**MELATE BINARIO** version 224

(1995, revised 2009)

Melate Binario for solo guitar is a composition aimed at resolving the dispute between dodecaphony and diatonicism, using the binary system and the popular lottery game Melate. Faced with the dilemma of being able to use the 12 notes beyond the limits of the scales, but having to stick to a strict order, as 12 tone system demands, or being able to choose the preferred order within a small set of notes, as tonal music allows, I found that both languages share the possibility of achieving equally affective music.

So, the odd pages, which when expressed in the binary system always end in 1, are almost identical of the even pages ending in 0, except that the odd ones are dodecaphonic (using 12 notes) and the even ones are diatonic (using only between 6 and 8).

Before starting the concert, a Melate Binario ticket is given out to people to fill out and place their names on. The ticket has 8 boxes that must be marked, either with a 0 or a 1. Each box implies the choice of one of two pages; 1 or 2, 3 or 4, 5 or 6, etc. The total pages to choose from is 8, so the number of possible versions of the work is: 2^{8} =256 During the interval, the tickets must be collected in a transparent urn, so that right before the performance it will be brought onstage for the performer to take a ticket in plain view of the audience, read the resulting combination and announce the name of the winner, dedicating to him or her the performance of the chosen version.
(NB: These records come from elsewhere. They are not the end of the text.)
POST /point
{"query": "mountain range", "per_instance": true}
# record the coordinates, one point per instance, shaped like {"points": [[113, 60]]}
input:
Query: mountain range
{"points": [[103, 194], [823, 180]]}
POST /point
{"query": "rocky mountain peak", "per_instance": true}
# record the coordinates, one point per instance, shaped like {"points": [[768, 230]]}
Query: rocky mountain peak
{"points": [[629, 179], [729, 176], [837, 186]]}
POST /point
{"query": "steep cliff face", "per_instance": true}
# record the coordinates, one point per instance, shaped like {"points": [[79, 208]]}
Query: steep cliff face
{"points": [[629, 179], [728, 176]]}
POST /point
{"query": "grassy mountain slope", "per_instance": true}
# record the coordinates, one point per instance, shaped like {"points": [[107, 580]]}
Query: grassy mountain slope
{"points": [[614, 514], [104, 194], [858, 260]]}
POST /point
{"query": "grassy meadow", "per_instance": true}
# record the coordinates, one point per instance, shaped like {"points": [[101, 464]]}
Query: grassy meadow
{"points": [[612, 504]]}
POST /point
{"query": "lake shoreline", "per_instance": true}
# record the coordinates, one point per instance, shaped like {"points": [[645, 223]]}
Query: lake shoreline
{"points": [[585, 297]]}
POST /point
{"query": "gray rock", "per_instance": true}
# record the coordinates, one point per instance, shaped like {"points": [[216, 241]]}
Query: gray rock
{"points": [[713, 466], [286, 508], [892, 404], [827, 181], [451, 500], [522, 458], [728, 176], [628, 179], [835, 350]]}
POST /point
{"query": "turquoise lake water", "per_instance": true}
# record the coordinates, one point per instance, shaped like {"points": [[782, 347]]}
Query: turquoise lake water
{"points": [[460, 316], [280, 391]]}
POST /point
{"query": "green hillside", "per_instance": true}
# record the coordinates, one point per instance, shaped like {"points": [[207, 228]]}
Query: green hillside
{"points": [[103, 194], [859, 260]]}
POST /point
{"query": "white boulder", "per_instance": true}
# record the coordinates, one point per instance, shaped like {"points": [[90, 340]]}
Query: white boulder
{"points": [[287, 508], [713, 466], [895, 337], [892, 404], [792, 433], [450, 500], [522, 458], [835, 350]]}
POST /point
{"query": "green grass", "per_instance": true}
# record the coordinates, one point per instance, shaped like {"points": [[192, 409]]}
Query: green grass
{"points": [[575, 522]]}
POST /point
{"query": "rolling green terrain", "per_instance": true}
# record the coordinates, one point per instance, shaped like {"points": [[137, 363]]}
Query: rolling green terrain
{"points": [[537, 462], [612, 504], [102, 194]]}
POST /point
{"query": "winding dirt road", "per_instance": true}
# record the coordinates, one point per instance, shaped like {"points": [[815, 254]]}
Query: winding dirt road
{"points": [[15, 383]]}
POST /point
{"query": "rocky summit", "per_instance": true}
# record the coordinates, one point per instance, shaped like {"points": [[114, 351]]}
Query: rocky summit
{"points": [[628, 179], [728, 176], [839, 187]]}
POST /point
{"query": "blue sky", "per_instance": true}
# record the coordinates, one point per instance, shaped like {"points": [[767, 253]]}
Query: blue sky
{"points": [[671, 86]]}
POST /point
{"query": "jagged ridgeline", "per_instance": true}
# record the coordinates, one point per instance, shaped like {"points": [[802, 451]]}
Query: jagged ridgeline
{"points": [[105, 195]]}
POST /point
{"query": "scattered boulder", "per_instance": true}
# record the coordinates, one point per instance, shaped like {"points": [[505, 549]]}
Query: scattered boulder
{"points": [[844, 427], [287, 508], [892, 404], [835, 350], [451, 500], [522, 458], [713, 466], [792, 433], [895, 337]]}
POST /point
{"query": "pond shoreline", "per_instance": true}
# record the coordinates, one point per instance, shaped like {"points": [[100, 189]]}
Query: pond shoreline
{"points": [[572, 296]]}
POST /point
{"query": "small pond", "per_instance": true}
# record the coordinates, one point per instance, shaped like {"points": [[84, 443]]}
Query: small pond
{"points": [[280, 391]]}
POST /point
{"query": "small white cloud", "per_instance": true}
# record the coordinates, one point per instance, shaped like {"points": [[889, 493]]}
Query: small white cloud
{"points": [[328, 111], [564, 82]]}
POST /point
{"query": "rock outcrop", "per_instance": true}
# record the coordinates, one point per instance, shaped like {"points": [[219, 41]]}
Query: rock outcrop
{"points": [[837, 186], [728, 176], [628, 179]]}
Afterwards, to be able to read the music, the score is organized selecting odd pages when the digit marked is 1 and even pages it is 0.

Example: In this example, the digits 11100000 were marked, which indicates that, from 1 and 2, the odd page was chosen, from 3 and 4, the odd one, from 5 and 6, the odd one, form 7 and 8,the even one, and so on.

Pages chosen = 11100000

(odd, odd, odd, even, even, even, even, and even)

Pages chosen = 1, 3, 5, 8, 10, 12, 14 and 16.

To find out the version number, the resulting binary number has to be converted to a decimal system:

1 |
1 |
1 |
0 |
0 |
0 |
0 |
0 |

(number in binary system) |

2^{7} |
2^{6} |
2^{5} |
2^{4} |
2^{3} |
2^{2} |
2^{1} |
2^{0} |

(powers of the base) |

128 |
64 |
32 |
0 |
0 |
0 |
0 |
0 |

(sum of the powers selected) |

128 + 64 + 32 = 224th version

So, lets play the 224, chosen to be recorded by, and dedicated to Gonzalo Salazar!